«Все, что я могла делать, — это рыдать». Монолог девушки с шизотипическим расстройством
Шизотипическое расстройство личности характеризуется эмоциональной холодностью, социальной изоляцией, наличием бредоподобных и навязчивых идей. Такой диагноз поставили Софье Басковой из Санкт-Петербурга — симптомы расстройства с детства мешали героине полноценно учиться и общаться с людьми. Несмотря на это, 23-летняя девушка занимается гражданским активизмом и мечтает стать преподавательницей. «Такие дела» публикуют монолог Софьи о жизни с психическим расстройством.

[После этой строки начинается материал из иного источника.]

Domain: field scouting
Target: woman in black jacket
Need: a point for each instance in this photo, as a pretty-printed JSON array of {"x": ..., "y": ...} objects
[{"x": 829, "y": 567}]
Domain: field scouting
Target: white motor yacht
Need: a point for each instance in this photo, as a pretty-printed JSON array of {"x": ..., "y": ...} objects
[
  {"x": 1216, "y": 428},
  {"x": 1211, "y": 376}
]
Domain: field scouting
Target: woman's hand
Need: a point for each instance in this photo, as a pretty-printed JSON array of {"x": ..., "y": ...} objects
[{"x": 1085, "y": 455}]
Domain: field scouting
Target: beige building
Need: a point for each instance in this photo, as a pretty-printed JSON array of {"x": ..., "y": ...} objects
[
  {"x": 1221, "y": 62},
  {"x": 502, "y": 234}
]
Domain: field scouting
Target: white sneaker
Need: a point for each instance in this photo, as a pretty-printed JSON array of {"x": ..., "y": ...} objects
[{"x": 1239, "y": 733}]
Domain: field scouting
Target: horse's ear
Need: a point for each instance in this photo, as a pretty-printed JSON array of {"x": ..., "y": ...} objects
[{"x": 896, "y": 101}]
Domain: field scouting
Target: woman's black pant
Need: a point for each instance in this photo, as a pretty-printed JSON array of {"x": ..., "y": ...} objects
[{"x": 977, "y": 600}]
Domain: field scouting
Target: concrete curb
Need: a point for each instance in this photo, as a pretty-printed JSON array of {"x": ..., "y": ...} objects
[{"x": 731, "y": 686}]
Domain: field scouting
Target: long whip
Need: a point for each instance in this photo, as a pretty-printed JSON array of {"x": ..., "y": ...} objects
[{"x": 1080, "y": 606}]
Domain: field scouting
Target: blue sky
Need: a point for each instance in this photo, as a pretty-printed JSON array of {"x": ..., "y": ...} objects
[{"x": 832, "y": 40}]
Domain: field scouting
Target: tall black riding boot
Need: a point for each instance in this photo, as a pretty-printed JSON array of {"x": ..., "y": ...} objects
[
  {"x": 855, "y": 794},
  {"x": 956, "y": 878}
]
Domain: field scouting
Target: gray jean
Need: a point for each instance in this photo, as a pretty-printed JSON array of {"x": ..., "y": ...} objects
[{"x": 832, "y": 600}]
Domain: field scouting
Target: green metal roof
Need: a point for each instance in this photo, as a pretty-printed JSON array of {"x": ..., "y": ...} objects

Возникновение расстройства
Лет в десять я впервые осознала, что чем-то болею. На выпускной в начальной школе нам подарили энциклопедию, где я узнала про Фрейда. Я читала про неврозы и навязчивые состояния и поняла, что, возможно, у меня они есть. Я подумала, что стоит пойти к школьному психологу, но было слишком страшно это делать.
Первая госпитализация произошла в марте 2017 года. Тогда у меня была депрессия — и я думала совершить самоубийство. Подготовилась, выбрала время. Я написала подруге, потому что одновременно хочется и спастись, и умереть. Мои друзья нашли мне психотерапевта, который отказался со мной работать и выписал направление в больницу.
Я скрывала от родителей диагнозы, которые мне ставили. В моем детстве они замечали, что у меня есть какие-то особенности. Они называли меня больной, странной, разными словами вроде «дебилки», «идиотки», «сумасшедшей». В какой-то момент родители начали понимать, что, видимо, со мной действительно что-то не так, раз меня госпитализировали в больницу, потом в дневной стационар.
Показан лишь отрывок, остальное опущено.